Teplitsky was recognized as the best chess journalist of Israel in 2002 by the Israeli Athletic Association. For five years, he worked on the Israeli radio RECA as a chess observer.

His name was included in the publication of the popular newspaper The Secret under the rubric "Jewish Names".

Among his main works is a large study called Jews in the History of Chess (1997).

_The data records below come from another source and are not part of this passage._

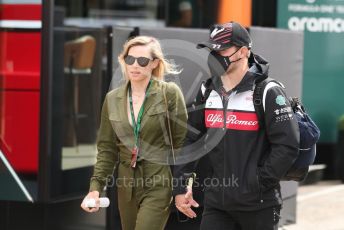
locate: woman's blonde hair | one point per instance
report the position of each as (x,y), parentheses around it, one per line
(164,66)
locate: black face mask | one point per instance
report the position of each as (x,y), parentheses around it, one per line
(219,64)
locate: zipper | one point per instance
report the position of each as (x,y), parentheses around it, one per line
(225,105)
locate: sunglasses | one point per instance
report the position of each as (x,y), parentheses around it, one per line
(142,61)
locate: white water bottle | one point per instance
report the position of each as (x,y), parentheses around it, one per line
(104,202)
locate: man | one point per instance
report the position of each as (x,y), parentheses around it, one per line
(185,13)
(247,160)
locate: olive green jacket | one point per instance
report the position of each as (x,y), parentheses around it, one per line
(116,136)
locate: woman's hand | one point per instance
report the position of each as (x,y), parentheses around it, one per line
(91,195)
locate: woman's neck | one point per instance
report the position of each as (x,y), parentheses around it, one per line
(230,80)
(139,87)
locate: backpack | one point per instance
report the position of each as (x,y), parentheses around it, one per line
(309,132)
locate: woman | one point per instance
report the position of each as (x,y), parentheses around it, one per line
(134,131)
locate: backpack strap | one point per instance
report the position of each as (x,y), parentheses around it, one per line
(258,100)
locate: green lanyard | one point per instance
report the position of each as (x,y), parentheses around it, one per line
(137,125)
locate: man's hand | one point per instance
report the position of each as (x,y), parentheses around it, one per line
(91,195)
(184,202)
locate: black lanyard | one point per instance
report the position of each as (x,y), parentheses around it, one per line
(137,124)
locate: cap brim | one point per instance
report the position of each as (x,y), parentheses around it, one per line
(213,46)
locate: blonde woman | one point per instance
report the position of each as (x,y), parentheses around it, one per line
(134,131)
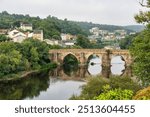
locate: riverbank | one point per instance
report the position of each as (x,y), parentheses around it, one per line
(23,74)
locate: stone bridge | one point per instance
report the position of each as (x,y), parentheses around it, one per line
(83,55)
(82,73)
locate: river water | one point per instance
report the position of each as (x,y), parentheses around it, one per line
(59,84)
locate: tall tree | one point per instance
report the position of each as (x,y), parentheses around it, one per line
(140,48)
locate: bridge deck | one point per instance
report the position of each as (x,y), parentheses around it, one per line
(86,50)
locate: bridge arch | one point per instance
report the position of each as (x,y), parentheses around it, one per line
(82,55)
(69,54)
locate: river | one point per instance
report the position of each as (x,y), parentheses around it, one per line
(58,84)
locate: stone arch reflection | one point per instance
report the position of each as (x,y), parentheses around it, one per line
(83,73)
(117,65)
(94,64)
(70,65)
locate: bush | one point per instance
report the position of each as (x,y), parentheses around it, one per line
(143,94)
(115,94)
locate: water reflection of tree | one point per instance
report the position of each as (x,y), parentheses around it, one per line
(28,87)
(70,65)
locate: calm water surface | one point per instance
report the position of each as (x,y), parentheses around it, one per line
(57,84)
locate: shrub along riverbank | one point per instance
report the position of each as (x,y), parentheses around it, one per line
(23,58)
(115,88)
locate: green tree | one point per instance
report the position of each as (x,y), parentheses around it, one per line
(127,41)
(3,38)
(140,48)
(83,42)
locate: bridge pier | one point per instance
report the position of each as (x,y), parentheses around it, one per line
(57,55)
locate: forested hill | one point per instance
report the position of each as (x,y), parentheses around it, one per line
(136,28)
(52,26)
(89,25)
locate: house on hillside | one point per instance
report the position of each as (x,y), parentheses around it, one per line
(3,31)
(66,37)
(12,33)
(26,26)
(38,34)
(17,36)
(51,41)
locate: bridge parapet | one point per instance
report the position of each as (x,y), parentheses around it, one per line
(82,55)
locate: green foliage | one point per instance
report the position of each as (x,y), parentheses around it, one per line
(143,94)
(115,94)
(140,50)
(115,87)
(126,42)
(144,17)
(3,38)
(83,42)
(124,83)
(51,26)
(17,57)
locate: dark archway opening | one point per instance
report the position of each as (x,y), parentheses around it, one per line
(94,65)
(70,65)
(117,65)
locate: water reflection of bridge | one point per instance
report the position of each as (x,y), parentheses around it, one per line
(82,73)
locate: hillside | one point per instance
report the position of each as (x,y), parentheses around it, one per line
(136,28)
(53,27)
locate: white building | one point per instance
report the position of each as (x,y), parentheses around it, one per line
(51,42)
(26,26)
(66,37)
(19,37)
(12,33)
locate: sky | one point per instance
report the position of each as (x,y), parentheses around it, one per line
(114,12)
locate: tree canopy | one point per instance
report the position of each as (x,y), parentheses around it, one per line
(140,48)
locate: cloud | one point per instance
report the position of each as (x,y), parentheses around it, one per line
(119,12)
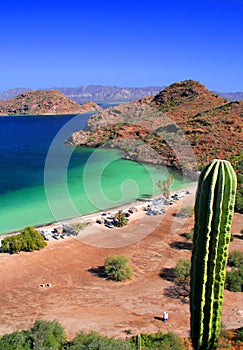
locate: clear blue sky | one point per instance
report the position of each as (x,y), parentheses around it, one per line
(125,43)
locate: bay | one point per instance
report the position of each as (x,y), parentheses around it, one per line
(42,180)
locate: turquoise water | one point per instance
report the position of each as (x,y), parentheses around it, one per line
(44,181)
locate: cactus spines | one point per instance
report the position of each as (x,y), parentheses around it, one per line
(214,208)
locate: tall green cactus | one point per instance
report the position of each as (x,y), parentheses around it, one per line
(214,208)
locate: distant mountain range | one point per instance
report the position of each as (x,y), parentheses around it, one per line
(102,94)
(150,129)
(96,93)
(43,102)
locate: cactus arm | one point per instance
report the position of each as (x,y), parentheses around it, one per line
(213,217)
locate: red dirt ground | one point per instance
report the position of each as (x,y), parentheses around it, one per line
(80,300)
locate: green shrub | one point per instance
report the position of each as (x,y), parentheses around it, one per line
(235,258)
(189,235)
(185,212)
(182,271)
(47,335)
(160,341)
(95,341)
(116,268)
(234,280)
(239,334)
(44,335)
(29,239)
(15,341)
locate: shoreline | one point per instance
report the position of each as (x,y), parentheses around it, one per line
(90,219)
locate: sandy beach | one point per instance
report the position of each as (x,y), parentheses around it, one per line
(87,233)
(80,299)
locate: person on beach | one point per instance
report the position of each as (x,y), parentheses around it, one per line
(166,315)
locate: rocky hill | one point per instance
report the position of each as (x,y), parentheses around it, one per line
(41,102)
(183,126)
(106,94)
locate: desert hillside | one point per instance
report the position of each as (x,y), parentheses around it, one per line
(41,102)
(183,119)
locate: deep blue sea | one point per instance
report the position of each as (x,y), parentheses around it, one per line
(42,180)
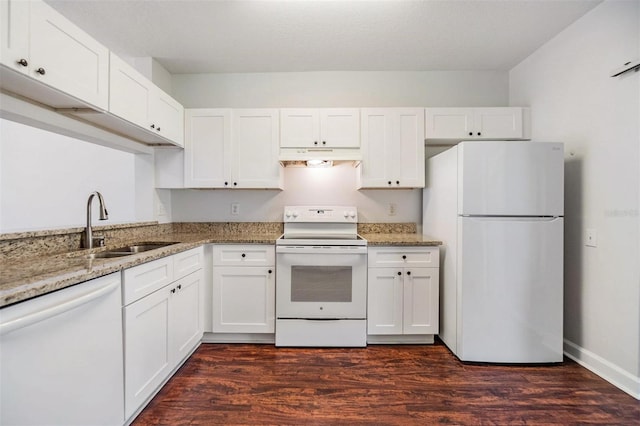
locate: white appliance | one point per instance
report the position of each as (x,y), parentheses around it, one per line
(498,208)
(61,357)
(321,280)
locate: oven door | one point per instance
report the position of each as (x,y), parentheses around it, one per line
(327,282)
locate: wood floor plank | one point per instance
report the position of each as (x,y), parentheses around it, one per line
(382,385)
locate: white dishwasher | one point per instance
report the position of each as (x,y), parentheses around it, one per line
(61,357)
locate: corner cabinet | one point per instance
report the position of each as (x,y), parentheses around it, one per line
(244,288)
(320,128)
(403,292)
(63,65)
(477,123)
(227,148)
(163,322)
(392,148)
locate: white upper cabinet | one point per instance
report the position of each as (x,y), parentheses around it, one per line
(39,42)
(130,93)
(206,146)
(137,100)
(477,123)
(255,135)
(227,148)
(318,128)
(392,148)
(167,116)
(14,35)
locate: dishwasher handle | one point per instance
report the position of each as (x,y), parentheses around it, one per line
(46,313)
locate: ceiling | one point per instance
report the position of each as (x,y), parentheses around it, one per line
(206,36)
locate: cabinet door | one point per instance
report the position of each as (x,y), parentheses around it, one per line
(299,128)
(146,348)
(186,320)
(384,301)
(243,299)
(421,301)
(340,127)
(167,116)
(256,133)
(14,34)
(409,146)
(207,148)
(243,255)
(129,93)
(498,123)
(449,123)
(71,61)
(377,148)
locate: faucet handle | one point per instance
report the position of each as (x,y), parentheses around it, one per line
(99,241)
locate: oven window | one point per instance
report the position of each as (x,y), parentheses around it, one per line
(321,283)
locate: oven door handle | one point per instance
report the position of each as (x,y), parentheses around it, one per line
(322,249)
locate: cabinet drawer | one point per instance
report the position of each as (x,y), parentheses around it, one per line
(404,256)
(248,255)
(144,279)
(187,262)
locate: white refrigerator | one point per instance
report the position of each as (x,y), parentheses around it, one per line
(498,207)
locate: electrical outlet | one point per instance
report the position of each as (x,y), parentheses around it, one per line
(591,238)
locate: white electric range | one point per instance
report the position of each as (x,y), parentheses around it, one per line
(321,281)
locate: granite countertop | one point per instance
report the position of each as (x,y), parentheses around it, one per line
(24,279)
(35,276)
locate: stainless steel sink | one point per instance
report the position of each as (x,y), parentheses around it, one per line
(129,250)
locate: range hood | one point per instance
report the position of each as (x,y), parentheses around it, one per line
(299,157)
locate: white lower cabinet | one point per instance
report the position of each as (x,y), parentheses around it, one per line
(161,328)
(243,289)
(403,291)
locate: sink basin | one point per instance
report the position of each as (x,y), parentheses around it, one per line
(128,250)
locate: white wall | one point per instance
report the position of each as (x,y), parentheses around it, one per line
(324,89)
(46,179)
(573,100)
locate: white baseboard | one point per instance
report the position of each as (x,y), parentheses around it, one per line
(613,374)
(259,338)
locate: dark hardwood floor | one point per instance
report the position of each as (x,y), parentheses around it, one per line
(394,385)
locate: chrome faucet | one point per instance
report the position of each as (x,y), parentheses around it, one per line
(104,215)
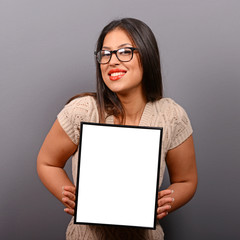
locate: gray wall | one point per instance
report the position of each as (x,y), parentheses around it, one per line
(46,56)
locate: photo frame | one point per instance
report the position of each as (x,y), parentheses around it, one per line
(118,175)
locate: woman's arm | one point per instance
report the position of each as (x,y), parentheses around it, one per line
(57,148)
(183,177)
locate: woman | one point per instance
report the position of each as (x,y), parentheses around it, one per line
(129,92)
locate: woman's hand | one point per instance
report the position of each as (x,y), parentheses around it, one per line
(164,203)
(69,198)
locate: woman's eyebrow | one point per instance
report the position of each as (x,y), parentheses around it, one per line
(122,45)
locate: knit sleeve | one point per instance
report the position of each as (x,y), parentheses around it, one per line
(78,110)
(181,126)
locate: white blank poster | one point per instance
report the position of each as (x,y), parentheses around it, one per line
(118,175)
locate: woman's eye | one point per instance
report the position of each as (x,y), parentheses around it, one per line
(105,53)
(125,51)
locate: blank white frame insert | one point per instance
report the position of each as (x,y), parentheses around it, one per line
(118,175)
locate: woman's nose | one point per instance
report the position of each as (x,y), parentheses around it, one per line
(114,60)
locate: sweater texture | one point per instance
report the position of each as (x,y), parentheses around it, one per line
(164,113)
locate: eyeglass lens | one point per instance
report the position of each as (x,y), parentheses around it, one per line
(123,54)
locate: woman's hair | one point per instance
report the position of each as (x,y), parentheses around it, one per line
(143,38)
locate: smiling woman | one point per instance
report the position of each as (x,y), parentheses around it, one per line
(129,92)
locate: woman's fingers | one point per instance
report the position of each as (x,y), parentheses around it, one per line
(164,203)
(165,200)
(162,215)
(68,202)
(69,189)
(69,211)
(69,195)
(164,193)
(68,199)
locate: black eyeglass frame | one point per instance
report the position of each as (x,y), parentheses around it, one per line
(115,52)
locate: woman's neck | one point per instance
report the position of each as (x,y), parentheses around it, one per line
(133,108)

Teplitsky described his life and his family history in the context of historical events of the 20th century in his autobiographical book The Country That Stole My Life.

== Bibliography ==
- V. I. Teplitsky. He did everything. // 64 — Weekly newspaper supplement «Soviet Sport», 1974, No. 11.
- V. M. Dvorak, V. I. Teplitsky. Chess without looking at the board / Kyiv: Health, 1988. — 129,[3] с. : silt.; 20 см; ISBN 5-311-00139-9.
- V. I. Teplitsky. The country, who stole my life : documentary story. Tel Aviv: Interpress Center, 1995, 61 с. : ill., portra., fax.; 29 см.
- V. I. Teplitsky. Jews in the history of chess. Tel Aviv: Interpress Center 1997. 319 с. : ill., portra.
- V. I. Teplitsky. Isaac Vistanetsky. Life in chess. Tel Aviv, 2001
- V. I. Teplitsky. Chess and music, 2001
- V. I. Teplitsky. My love, chess! Chess historian's notes / Tel Aviv, 2004
- V. I. Teplitsky. Isaac Lipnitsky. Rishon Lezion : MeDial, 2008
- V. I. Teplitsky. La Gioconda. Rishon Lezion : MeDial, 2009
- V. I. Teplitsky. A poet from the planet «Superiors». Rishon Lezion : MeDial, 2010
- V. I. Teplitsky. Younger brother «64» // «64». — 1969. — No. 9. — С. 6—7.
- Eduard Gufeld / Entry. article B. Teplitsky. — М.: FiS, 1985. — 192 с., silt.